Wood Tags
                                                      
                    Douglas-Fir
                   Pseudotsuga Menziesii

Note: due to a small market and limited demand we've had to temporarily suspend Wrapping Bags production. We do plan to revive this project in the future, but at this point the market just doesn't seem ready to embrace the concept at the level required for commercial success. For the next few years it's back to everyone making their own gift bags, which is easy to do!

Every Wrapping Bag comes complete with one of our original Douglas-fir wood gift tags, branded on both sides with our logo and space for "To" and "From" gift information. Each tag is hand crafted from recycled Douglas-fir timbers, reclaimed from building demolition sites. These wood tags make Wrapping Bags the world's most reusable form of gift wrap. Not only are the bags reusable, but so are the wood tags with erasable gift information.

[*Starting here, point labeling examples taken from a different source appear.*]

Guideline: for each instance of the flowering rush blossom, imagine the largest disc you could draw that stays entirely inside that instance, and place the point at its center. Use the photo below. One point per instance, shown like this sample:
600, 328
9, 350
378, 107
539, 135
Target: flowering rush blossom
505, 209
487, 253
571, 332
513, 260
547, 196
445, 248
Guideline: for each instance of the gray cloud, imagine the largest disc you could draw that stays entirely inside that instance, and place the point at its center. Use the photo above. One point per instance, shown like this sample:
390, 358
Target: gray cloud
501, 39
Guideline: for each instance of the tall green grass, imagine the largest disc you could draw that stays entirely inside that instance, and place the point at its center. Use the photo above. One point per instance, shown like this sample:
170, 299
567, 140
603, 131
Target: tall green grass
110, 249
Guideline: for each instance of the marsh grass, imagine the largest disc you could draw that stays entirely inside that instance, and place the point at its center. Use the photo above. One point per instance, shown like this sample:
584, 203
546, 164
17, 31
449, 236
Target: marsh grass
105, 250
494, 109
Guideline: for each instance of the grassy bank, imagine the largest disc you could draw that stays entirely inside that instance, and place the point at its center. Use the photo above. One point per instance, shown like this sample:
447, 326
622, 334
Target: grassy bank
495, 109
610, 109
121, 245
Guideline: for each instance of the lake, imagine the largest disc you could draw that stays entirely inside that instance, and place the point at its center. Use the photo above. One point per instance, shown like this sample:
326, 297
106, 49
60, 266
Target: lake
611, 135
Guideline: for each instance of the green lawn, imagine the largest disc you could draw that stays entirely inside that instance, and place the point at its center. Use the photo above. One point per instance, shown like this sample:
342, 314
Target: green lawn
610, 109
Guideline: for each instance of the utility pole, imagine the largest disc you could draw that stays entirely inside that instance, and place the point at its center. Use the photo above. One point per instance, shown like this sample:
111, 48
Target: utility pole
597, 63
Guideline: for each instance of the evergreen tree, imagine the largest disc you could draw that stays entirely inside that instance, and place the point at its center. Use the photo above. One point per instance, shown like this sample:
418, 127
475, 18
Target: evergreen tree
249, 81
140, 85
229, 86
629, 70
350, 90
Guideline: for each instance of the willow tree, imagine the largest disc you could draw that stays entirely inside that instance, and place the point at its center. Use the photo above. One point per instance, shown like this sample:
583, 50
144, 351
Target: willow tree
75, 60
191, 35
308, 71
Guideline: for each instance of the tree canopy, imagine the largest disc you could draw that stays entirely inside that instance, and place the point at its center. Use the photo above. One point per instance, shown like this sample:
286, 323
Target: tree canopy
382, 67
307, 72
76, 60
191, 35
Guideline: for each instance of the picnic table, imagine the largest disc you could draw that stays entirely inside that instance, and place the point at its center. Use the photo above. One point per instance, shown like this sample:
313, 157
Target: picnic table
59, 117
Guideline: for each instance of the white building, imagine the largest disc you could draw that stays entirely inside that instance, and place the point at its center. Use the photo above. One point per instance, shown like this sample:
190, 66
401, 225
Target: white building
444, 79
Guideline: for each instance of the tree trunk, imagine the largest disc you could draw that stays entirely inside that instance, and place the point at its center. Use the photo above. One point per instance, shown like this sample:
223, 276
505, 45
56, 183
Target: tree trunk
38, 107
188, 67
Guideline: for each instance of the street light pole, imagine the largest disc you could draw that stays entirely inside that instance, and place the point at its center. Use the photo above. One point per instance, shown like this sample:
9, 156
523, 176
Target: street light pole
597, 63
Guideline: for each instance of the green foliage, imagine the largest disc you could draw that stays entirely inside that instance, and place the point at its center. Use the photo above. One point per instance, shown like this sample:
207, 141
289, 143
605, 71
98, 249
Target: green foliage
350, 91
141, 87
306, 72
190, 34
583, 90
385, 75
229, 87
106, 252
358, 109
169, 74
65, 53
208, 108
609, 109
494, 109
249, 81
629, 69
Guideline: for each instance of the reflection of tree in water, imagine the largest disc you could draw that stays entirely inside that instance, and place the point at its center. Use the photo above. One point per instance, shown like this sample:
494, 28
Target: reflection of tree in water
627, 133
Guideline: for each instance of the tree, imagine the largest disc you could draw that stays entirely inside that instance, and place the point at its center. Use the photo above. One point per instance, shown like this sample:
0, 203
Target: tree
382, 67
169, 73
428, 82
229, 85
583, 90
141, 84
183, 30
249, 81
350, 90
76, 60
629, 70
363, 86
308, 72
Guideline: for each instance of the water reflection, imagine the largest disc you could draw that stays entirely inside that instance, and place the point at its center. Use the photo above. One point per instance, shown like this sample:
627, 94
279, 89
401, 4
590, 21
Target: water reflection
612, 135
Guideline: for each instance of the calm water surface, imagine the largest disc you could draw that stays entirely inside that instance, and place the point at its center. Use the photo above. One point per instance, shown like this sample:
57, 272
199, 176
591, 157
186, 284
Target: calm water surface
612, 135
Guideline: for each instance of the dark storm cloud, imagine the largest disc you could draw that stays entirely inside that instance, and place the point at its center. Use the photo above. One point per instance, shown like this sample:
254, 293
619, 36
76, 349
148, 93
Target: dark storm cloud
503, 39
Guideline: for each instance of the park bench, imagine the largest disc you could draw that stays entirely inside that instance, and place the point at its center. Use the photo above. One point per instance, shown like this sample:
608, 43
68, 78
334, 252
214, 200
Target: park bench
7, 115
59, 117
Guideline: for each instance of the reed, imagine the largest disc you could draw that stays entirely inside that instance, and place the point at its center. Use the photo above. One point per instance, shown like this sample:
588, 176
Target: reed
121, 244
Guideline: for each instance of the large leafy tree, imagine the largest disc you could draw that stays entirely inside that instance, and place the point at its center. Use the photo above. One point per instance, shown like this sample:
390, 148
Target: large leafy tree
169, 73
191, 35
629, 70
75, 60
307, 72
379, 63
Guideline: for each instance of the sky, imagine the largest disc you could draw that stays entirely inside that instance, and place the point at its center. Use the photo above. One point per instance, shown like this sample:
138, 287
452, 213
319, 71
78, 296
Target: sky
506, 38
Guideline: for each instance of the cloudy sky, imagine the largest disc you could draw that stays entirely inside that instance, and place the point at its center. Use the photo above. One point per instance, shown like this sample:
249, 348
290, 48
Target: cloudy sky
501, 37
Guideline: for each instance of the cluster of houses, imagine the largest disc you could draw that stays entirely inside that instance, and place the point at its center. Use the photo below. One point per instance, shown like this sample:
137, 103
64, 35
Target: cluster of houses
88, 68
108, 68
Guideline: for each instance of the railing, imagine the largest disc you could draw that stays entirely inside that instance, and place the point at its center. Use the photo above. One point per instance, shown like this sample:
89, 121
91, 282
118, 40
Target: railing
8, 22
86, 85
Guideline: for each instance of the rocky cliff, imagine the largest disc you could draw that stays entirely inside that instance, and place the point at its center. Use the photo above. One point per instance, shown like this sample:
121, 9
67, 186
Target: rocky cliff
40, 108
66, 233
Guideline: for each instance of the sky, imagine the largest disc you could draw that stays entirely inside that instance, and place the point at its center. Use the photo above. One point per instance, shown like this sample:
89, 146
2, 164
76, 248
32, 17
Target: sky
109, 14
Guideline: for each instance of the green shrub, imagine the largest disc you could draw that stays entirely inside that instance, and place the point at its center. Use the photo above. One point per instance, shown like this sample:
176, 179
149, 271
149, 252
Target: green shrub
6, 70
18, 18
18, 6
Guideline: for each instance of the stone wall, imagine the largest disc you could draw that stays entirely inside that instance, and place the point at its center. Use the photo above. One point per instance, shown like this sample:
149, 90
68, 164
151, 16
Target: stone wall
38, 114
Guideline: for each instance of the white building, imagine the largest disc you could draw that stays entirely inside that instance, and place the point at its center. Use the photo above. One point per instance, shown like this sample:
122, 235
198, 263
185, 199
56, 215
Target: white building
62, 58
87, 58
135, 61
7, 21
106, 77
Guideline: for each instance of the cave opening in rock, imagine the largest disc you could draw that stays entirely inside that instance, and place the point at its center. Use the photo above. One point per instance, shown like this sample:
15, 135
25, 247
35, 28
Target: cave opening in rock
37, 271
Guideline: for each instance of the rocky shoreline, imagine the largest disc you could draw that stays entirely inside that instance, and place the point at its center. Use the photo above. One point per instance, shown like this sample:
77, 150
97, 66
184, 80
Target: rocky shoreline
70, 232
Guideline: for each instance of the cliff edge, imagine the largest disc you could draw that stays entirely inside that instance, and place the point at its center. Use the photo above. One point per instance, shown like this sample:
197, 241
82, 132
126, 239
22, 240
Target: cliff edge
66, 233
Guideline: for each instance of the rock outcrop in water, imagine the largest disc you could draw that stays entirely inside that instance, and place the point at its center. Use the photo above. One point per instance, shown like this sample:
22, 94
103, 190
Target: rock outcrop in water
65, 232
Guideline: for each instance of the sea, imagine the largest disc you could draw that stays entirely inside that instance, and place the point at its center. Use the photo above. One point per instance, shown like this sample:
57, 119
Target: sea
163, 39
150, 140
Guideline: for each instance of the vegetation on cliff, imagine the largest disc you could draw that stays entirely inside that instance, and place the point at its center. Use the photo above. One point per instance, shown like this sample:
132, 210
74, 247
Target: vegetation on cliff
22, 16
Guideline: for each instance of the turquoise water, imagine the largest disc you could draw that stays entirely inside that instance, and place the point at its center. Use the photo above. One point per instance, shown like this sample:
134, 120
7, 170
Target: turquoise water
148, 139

The lumber currently used in our tags is more than 100 year old first growth BC Douglas-fir. The timbers were originally used for whiskey barrel racks, which were then recycled for the renovation of the famous old Seagram's barrel works in Kitchener / Waterloo, Ontario into the award winning Seagram Lofts Condominium project in Uptown Waterloo. The excess material was headed for the landfill until it was salvaged by Wrapping Bags!

Unique Bag Number
Every Douglas-fir tag is branded on the back with a unique bag number. This number can be used with our Follow Your Bag service to follow your bag's gift giving progress around the world. If you are the first person to log a bag, you will also have the opportunity to give the bag a name.

Sand and Reuse
Each bag comes with two pieces of 80 grit sandpaper, making it easy and convenient to sand the "To" and "From" information off your tag and reuse it. Each piece of sandpaper can be used several times without removing it from the bag.

Douglas-fir, or pseudotsuga menziesii, is also commonly known as Coast Douglas-fir, Oregon Pine, Oregon Douglas-fir, Douglas Tree or Interior Douglas-fir. Interestingly, Douglas-fir is not a fir tree at all, but a "Pseudotsuga" or "False Hemlock".

Named after the Scottish botanist, David Douglas, who introduced many of BC's native conifers to Europe, the Douglas-fir can reach up to 85 meters in height in it's native west coast habitat and 42 meters in drier interior areas.

Douglas-fir can be identified by it's distinctive three-forked bracts between the scales on it's cones, flat fragrant and friendly needles (the boughs are soft to the touch when you run your hand up and down them) and furrowed bark. Cones are 5 to 11cm long and green when young, turning to brown as they age.

Douglas-fir has long been an extremely desirable tree for lumber due to it's characteristic density, stiffness, durability and strength.